Passei a noite numa poltrona ao lado da cama do Miguel. Vê-lo ligado a tantas máquinas, o peito a subir e a descer com a ajuda de um ventilador, partia-me o coração.
De manhã, exausta, fui à cafetaria do hospital buscar um café. Enquanto esperava na fila, uma mulher de meia-idade olhou para mim com reconhecimento.
"Você é a irmã do rapaz do 5B, não é? Do incêndio de ontem."
Assenti com a cabeça, sem forças para falar.
"Eu moro no 4B," continuou ela, baixando a voz. "Eu vi tudo. Vi o seu marido, o bombeiro. Toda a gente o conhece no prédio."
Senti um aperto no estômago.
"Ele foi direto para o apartamento da irmã dele no segundo andar," disse a mulher, o seu olhar cheio de pena. "O fogo ainda nem tinha chegado àquele lado do prédio. Eu ouvi-os a discutir lá dentro. Ela não queria sair sem as joias e as malas dela. Ele demorou bastante tempo lá."
Cada palavra dela era uma confirmação do meu pior medo.
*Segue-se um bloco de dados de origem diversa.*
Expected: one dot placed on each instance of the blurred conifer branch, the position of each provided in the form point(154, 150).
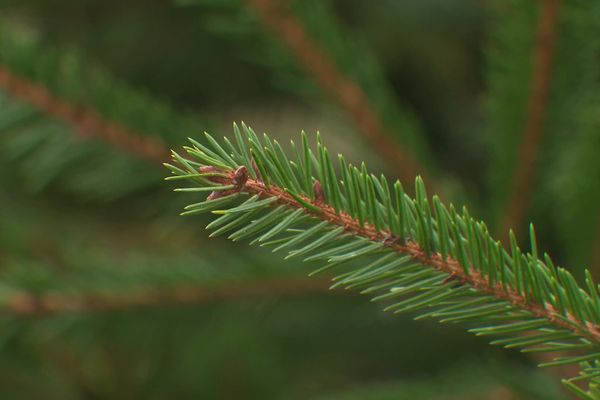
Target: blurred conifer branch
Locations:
point(278, 17)
point(412, 255)
point(37, 305)
point(534, 130)
point(86, 122)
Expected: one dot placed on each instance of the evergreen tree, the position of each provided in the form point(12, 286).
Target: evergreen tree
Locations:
point(105, 292)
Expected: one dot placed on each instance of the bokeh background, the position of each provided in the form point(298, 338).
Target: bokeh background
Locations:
point(106, 293)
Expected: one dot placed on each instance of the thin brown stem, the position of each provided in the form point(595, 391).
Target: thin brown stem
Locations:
point(474, 278)
point(85, 121)
point(339, 87)
point(533, 131)
point(27, 304)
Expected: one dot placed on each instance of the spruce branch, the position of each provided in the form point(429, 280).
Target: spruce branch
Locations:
point(533, 131)
point(414, 254)
point(290, 30)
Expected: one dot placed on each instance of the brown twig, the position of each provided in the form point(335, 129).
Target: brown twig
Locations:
point(342, 89)
point(528, 152)
point(450, 266)
point(27, 304)
point(87, 122)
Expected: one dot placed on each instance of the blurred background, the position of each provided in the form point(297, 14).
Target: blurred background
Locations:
point(107, 293)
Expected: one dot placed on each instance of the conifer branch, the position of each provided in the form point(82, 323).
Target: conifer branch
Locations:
point(533, 131)
point(342, 89)
point(85, 121)
point(412, 255)
point(37, 305)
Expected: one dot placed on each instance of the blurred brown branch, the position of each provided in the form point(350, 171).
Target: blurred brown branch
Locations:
point(29, 304)
point(85, 121)
point(345, 91)
point(533, 132)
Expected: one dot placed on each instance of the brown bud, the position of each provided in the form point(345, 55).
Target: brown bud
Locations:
point(256, 171)
point(318, 192)
point(240, 176)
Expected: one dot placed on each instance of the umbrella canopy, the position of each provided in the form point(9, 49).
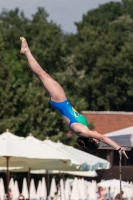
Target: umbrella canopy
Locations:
point(77, 173)
point(25, 153)
point(114, 183)
point(87, 161)
point(36, 154)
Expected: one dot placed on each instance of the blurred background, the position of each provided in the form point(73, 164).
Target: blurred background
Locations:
point(87, 46)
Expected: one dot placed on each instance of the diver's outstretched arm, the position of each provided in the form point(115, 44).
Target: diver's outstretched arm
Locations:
point(83, 131)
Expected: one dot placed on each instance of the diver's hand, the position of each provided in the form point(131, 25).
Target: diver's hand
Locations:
point(122, 150)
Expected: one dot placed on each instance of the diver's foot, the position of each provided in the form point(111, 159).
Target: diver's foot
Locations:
point(24, 45)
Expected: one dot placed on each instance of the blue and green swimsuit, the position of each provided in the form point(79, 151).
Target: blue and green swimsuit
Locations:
point(66, 109)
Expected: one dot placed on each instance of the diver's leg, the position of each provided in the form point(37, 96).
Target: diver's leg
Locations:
point(54, 89)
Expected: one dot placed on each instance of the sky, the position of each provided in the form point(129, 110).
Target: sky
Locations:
point(62, 12)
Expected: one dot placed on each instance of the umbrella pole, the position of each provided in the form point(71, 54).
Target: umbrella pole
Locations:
point(7, 173)
point(47, 181)
point(29, 177)
point(120, 172)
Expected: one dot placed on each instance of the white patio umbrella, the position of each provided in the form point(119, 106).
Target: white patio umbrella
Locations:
point(77, 173)
point(2, 189)
point(18, 152)
point(25, 189)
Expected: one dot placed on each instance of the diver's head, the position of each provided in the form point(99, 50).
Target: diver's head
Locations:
point(88, 143)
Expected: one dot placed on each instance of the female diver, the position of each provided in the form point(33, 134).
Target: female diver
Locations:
point(76, 122)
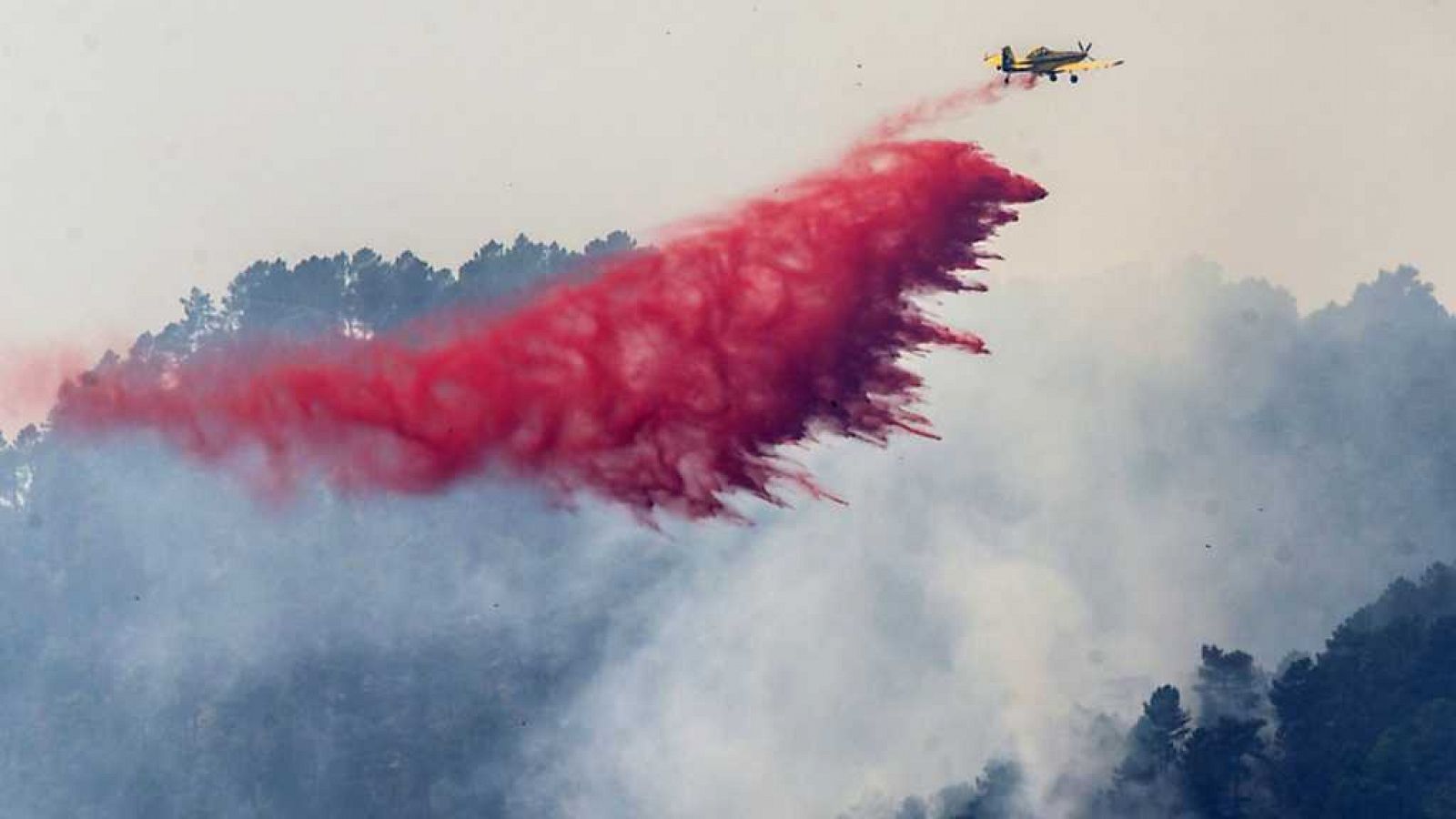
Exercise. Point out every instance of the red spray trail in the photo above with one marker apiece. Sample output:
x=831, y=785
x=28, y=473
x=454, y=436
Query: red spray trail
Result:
x=666, y=382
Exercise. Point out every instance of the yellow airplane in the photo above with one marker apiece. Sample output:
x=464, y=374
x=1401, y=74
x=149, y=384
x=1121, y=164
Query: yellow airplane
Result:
x=1047, y=63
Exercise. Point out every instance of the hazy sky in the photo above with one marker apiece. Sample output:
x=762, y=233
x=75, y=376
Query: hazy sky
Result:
x=152, y=146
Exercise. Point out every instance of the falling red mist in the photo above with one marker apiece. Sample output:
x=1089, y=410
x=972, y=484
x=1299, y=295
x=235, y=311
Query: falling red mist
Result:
x=669, y=380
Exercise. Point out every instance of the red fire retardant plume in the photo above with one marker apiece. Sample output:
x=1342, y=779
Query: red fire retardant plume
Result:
x=667, y=380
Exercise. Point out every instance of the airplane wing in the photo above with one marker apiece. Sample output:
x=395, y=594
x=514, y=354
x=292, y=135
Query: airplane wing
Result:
x=1088, y=66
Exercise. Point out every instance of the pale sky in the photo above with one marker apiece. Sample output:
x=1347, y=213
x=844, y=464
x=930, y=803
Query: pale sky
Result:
x=153, y=146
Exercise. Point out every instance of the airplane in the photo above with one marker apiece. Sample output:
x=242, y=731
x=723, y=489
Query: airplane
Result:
x=1048, y=63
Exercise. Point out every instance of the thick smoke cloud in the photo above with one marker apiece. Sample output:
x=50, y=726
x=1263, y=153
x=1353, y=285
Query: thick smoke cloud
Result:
x=1126, y=480
x=664, y=382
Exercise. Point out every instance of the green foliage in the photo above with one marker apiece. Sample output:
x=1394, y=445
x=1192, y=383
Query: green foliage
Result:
x=1369, y=727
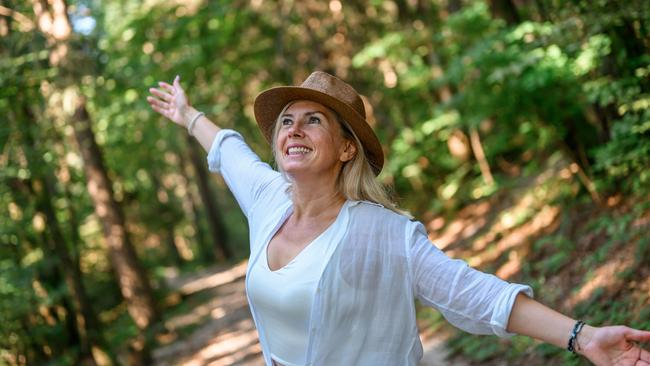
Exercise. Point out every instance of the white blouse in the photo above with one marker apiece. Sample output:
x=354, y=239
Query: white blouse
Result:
x=284, y=297
x=363, y=310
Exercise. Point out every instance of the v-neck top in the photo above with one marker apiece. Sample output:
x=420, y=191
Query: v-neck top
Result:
x=283, y=298
x=362, y=312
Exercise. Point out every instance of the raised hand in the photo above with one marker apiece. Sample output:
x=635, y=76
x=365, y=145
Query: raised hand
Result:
x=170, y=101
x=615, y=346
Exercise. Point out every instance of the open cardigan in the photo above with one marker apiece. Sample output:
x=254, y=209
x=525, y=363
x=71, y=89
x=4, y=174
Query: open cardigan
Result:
x=363, y=311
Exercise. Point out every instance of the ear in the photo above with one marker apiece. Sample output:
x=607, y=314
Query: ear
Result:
x=349, y=150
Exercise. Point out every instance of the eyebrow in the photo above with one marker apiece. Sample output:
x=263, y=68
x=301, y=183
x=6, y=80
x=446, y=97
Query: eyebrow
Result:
x=307, y=114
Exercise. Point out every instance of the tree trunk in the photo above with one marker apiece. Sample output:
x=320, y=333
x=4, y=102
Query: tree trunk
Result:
x=215, y=222
x=506, y=10
x=208, y=254
x=85, y=319
x=135, y=288
x=479, y=154
x=132, y=280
"Quando ele finalmente a trouxe para fora," continuou ela, "o fumo já estava muito denso nos andares de cima. Eu vi-o a olhar para cima, para a janela do seu irmão... e ele hesitou. Depois, simplesmente entregou a irmã aos outros bombeiros e ficou lá em baixo."
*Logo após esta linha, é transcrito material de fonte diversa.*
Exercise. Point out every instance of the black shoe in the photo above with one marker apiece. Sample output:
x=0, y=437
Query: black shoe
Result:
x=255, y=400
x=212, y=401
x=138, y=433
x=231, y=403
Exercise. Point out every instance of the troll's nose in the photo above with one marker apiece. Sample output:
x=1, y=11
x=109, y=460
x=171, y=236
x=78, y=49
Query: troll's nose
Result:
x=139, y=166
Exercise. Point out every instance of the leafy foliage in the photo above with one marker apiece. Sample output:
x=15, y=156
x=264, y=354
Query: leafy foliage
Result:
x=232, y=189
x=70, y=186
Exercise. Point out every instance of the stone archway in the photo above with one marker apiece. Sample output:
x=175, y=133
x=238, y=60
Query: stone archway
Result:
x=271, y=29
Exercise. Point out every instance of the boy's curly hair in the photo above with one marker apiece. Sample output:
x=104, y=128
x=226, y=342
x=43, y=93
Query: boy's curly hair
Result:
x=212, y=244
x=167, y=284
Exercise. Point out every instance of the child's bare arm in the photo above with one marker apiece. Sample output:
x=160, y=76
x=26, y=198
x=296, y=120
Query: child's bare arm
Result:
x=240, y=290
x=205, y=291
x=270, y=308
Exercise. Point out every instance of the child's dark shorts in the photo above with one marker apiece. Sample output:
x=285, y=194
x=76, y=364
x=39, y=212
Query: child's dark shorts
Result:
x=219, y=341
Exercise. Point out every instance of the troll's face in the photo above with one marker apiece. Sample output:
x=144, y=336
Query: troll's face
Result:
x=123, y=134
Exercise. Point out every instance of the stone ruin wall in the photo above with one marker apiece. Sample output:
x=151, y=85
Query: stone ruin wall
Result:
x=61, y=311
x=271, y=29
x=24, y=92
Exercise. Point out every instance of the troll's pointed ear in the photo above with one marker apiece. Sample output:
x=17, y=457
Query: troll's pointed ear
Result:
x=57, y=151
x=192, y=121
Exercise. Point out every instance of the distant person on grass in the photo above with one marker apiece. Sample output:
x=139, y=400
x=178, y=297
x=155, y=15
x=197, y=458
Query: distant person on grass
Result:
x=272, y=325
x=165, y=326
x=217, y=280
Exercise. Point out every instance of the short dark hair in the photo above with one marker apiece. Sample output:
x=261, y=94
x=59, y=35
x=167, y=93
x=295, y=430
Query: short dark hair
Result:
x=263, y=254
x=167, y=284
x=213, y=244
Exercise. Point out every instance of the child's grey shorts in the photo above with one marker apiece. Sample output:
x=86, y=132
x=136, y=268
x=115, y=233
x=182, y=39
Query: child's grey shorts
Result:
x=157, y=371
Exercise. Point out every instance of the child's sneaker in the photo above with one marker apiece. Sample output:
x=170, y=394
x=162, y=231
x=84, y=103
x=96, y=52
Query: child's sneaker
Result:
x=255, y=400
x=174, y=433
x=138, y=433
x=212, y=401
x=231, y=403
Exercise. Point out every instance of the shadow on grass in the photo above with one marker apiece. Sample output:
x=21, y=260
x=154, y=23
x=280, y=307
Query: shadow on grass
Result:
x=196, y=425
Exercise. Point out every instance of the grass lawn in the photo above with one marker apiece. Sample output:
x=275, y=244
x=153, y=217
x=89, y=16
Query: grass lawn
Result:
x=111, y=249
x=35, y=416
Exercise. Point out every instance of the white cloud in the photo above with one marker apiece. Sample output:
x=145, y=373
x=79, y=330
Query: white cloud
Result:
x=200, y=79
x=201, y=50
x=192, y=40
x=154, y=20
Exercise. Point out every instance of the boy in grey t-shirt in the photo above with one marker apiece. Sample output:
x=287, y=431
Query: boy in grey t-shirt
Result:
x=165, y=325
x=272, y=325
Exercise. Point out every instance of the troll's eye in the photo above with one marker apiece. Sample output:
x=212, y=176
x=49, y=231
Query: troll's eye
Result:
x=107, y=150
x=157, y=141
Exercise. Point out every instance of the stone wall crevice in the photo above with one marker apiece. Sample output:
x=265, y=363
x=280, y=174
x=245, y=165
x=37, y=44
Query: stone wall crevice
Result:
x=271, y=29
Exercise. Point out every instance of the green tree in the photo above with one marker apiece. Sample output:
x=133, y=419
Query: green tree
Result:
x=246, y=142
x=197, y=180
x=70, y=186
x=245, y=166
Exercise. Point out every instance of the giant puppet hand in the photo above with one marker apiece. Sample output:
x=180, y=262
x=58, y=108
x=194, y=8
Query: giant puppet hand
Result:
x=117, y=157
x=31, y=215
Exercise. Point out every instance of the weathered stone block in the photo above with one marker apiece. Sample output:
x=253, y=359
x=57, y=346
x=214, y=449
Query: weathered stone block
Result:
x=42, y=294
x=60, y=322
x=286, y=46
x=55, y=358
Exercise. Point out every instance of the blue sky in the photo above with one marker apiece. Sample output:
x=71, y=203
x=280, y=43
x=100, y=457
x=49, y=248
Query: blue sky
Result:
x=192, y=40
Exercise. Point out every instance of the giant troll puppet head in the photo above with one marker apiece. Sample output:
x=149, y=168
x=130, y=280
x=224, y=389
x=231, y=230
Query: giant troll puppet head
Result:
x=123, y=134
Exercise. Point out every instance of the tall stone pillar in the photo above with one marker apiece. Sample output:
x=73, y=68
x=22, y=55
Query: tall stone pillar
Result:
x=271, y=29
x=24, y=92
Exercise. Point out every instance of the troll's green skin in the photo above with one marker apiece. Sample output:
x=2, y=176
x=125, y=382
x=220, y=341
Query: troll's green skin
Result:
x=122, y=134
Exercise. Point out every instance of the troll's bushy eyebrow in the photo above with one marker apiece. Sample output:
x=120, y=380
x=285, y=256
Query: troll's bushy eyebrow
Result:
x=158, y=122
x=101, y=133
A mentira. Não era que ele "não conseguiu chegar a tempo". Ele nem sequer tentou a sério. Ele escolheu conscientemente as posses da irmã em vez da vida do meu irmão.
"Sinto muito, querida," disse a mulher, tocando-me levemente no braço. "É uma coisa terrível."
Agradeci-lhe com um aceno de cabeça, peguei no meu café e saí da cafetaria. O líquido quente nas minhas mãos não fazia nada para aquecer o frio que se tinha instalado dentro de mim.
A traição era tão clara, tão feia.
Voltei para o quarto do Miguel e sentei-me. Olhei para o seu rosto pálido.
"Eu vou tirar-te daqui, Miguel," sussurrei. "Eu prometo."
Naquele momento, tomei uma decisão. Não havia volta a dar.